Pandas Assignment– 4
Data Cleaning & Preprocessing
Basic Questions
- Create a DataFrame with some missing values. Use df.dropna() to remove all rows with at least one NaN.
- Use the same DataFrame and apply df.dropna(axis=1) to remove columns containing any NaN.
- Create a Series [1,2,None,4,None] and replace NaN with 0 using .fillna(0).
- Fill missing values in a DataFrame column with the column’s mean using .fillna(df[‘col’].mean()).
- Demonstrate method=’ffill’ to forward-fill NaN values in a Series.
- Demonstrate method=’bfill’ to backward-fill NaN values in a Series.
- Create a DataFrame with duplicate rows. Use .duplicated() to identify them.
- Drop duplicate rows using .drop_duplicates() and print the cleaned DataFrame.
- Create a DataFrame with duplicate values in a single column.
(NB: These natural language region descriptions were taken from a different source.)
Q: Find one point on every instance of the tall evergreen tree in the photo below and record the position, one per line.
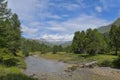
(5, 13)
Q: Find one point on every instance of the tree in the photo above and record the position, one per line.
(78, 42)
(4, 12)
(115, 37)
(15, 41)
(95, 42)
(55, 49)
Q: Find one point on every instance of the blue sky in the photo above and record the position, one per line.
(59, 19)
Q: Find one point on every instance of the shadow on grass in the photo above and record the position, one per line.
(16, 77)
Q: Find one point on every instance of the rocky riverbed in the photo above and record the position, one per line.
(53, 70)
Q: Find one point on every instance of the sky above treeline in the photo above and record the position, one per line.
(59, 19)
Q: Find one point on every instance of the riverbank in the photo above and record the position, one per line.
(78, 74)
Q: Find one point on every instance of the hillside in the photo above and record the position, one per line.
(105, 29)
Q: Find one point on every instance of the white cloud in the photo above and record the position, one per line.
(23, 8)
(98, 9)
(67, 28)
(81, 22)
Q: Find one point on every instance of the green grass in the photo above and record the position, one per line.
(67, 57)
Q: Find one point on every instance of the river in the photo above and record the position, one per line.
(54, 70)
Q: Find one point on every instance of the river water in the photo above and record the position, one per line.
(54, 70)
(40, 65)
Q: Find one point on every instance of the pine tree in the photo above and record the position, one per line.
(4, 12)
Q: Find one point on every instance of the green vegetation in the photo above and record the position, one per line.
(11, 59)
(12, 73)
(95, 40)
(68, 57)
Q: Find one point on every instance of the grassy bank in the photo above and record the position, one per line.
(12, 73)
(11, 68)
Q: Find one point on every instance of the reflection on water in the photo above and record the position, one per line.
(40, 65)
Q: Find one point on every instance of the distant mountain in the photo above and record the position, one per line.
(106, 29)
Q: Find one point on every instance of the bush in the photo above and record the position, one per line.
(116, 62)
(106, 63)
(6, 58)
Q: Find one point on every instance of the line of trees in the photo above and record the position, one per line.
(10, 30)
(91, 42)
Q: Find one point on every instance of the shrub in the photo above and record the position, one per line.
(106, 63)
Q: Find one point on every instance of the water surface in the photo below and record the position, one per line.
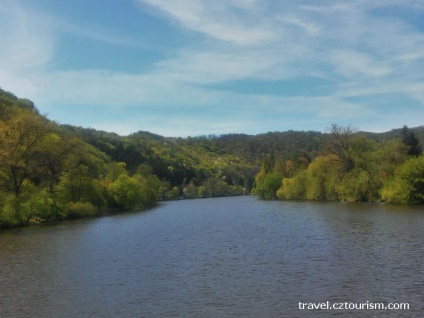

Drop duplicates only from that column.
- Create a DataFrame with columns [‘A’,’B’,’C’]. Rename column ‘A’ to ‘X’ using .rename(columns={‘A’:’X’}).
- Rename row index 0 to ‘first’ using .rename(index={0:’first’}).
- Create a DataFrame column with integers and convert it to float using .astype(float).
- Convert a column of numbers stored as strings (‘1′,’2′,’3’) into integers using .astype(int).
- Create a Series of strings [‘a’,’B’,’c’]. Convert all to lowercase using .str.lower().
- Convert the same Series to uppercase using .str.upper().
- Create a Series of email IDs. Use .str.contains(‘@gmail’) to filter Gmail addresses.
- Use .str.replace(‘foo’,’bar’) to replace substrings inside a string column.
- Create a Series of sentences. Split each string into a list of words using .str.split().
- Create a DataFrame column of numbers [1,2,3,4]. Use .map(lambda x: x**2) to square each element.
- Apply .apply(sum) on DataFrame rows to compute row sums.
Intermediate Questions
- Create a DataFrame with missing values in multiple columns. Use df.dropna(thresh=2) to keep rows with at least 2 non-NaN values.
- Fill missing values in a DataFrame column with the median instead of mean.
- Use .fillna({‘col1’:0, ‘col2′:’missing’}) to fill different columns with different values.
- Demonstrate chained filling: first forward-fill, then backward-fill to handle remaining NaNs.
- Create a DataFrame with duplicates. Keep only the last occurrence of each duplicate using .drop_duplicates(keep=’last’).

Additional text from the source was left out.